A singular value cannot be applied across the board for application to cumulative risk analysis of all
phthalates, given that neither the identity nor relative ratio of the phthalates present in a given exposure
scenario can be generalized. Therefore, EPA derived an inhalation OEV for the index chemical, which
can then incorporate RPFs to determine whether cumulative exposures result in risk relative to
benchmark based on measurement of phthalates in air (Appendix E.2).

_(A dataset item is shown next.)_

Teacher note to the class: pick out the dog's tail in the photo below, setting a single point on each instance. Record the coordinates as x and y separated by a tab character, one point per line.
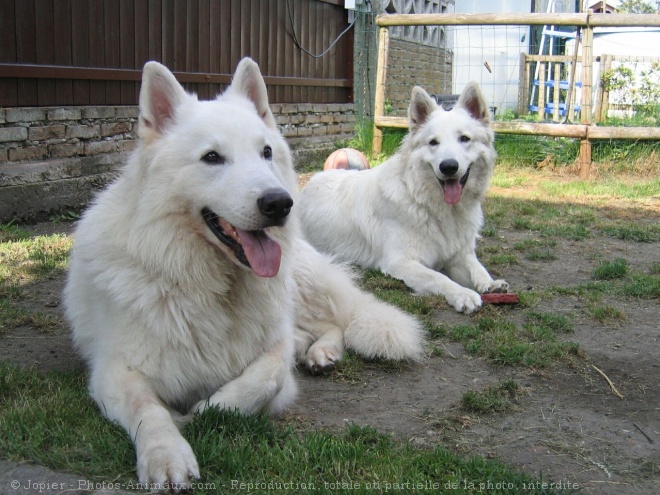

Similar to OEVs for individual chemicals, the index chemical OEV may be used to support risk
management efforts for phthalates under TSCA section 6(a), 15 U.S.C. 2605. TSCA requires risk
evaluations to be conducted without consideration of cost and other non-risk factors, and thus this most
sensitive OEV represents a risk-only number. If risk management is implemented following the final
risk evaluation for any phthalates covered by the cumulative risk analysis TSD, EPA may consider cost
and other non-risk factors, such as technological feasibility, the availability of alternatives, and the
potential for critical or essential uses. Any existing chemical exposure limit (ECEL) used for
occupational safety risk management purposes could differ from the OEVs used in these example
calculations based on additional consideration of exposures and non-risk factors consistent with TSCA
section 6(c).
The index chemical OEV represents the exposure concentration below which exposed workers and
occupational non-users are not expected to exhibit any appreciable risk for reduced fetal testicular
testosterone, the basis of RPFs across the phthalates. This OEV accounts for PESS. This value is
expressed relative to benchmarks and standard occupational scenario assumptions of 8 hours per day, 5
days per week exposures for a total of 250 days exposure per year, and a 40-year working life.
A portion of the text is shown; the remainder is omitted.